Our study also found that the group treated with exosomes had the worst outcome compared to other groups. A possible explanation of these findings could be that AD-MSCs exosomes require HA to inhibit cartilage degradation while the exosomes stimulate cell migration, proliferation, differentiation, and matrix synthesis (Li et al. 2021: 259).²¹ Nevertheless, HA alone is also found to be not sufficient as it requires exosomes to result in sustainable cartilage improvement (Wong et al. 2020: 2226).³ Exosome while widely known to have regenerative potential to cartilage has a weakness that is a fast half-life of approximately hours of injection especially due to its lower viscosity and mode of implantation makes it easily degraded. When combined with HA with a higher viscosity, some of the injected exosome will be entrapped inside the knee joint and hence will create a synergistic effect with HA creating a significant changes in the cartilage regeneration.

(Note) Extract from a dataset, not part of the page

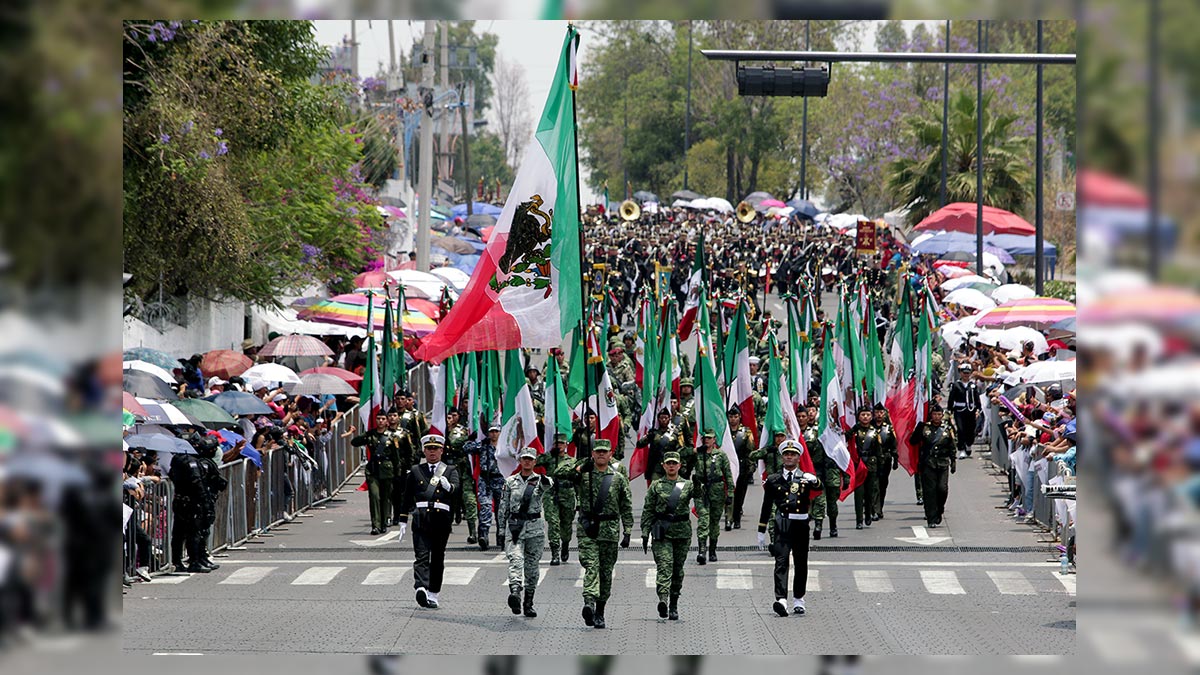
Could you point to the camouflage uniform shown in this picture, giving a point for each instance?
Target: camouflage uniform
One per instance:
(671, 527)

The main limitation of this study was no control group due to financial limitations. However, we include groups treated with HA and exosome as a direct comparison with the experimented group. Other limitations includes longer follow-ups needed to further evaluate the long-term outcomes and side effects of the treatment. Nevertheless, until the end of the research, there were no significant side effects observed in the treated groups.

In conclusion, intra-articular injection of combined exosome Ad-MSC and HA with an interval of 1 week is proven to delay the progression of OA clinically, radiologically, and macroscopically between 3 months. However, a longer follow-up duration is required to evaluate the longer-term effect.

Ethics and consent

The institutional review board from Fakultas Kedokteran Universitas Indonesia approved the study protocol, with reference number KET-932/UN2.F1/ETIK/PPM.00.02/2022. We performed the animal studies after receiving approval from the Institutional Animal Care and Use Committee (IACUC) in the School of Veterinary Medicine and Biomedical Sciences at Institut Pertanian Bogor (IPB) University, with reference number 032/KEH/SKE/IX/2022.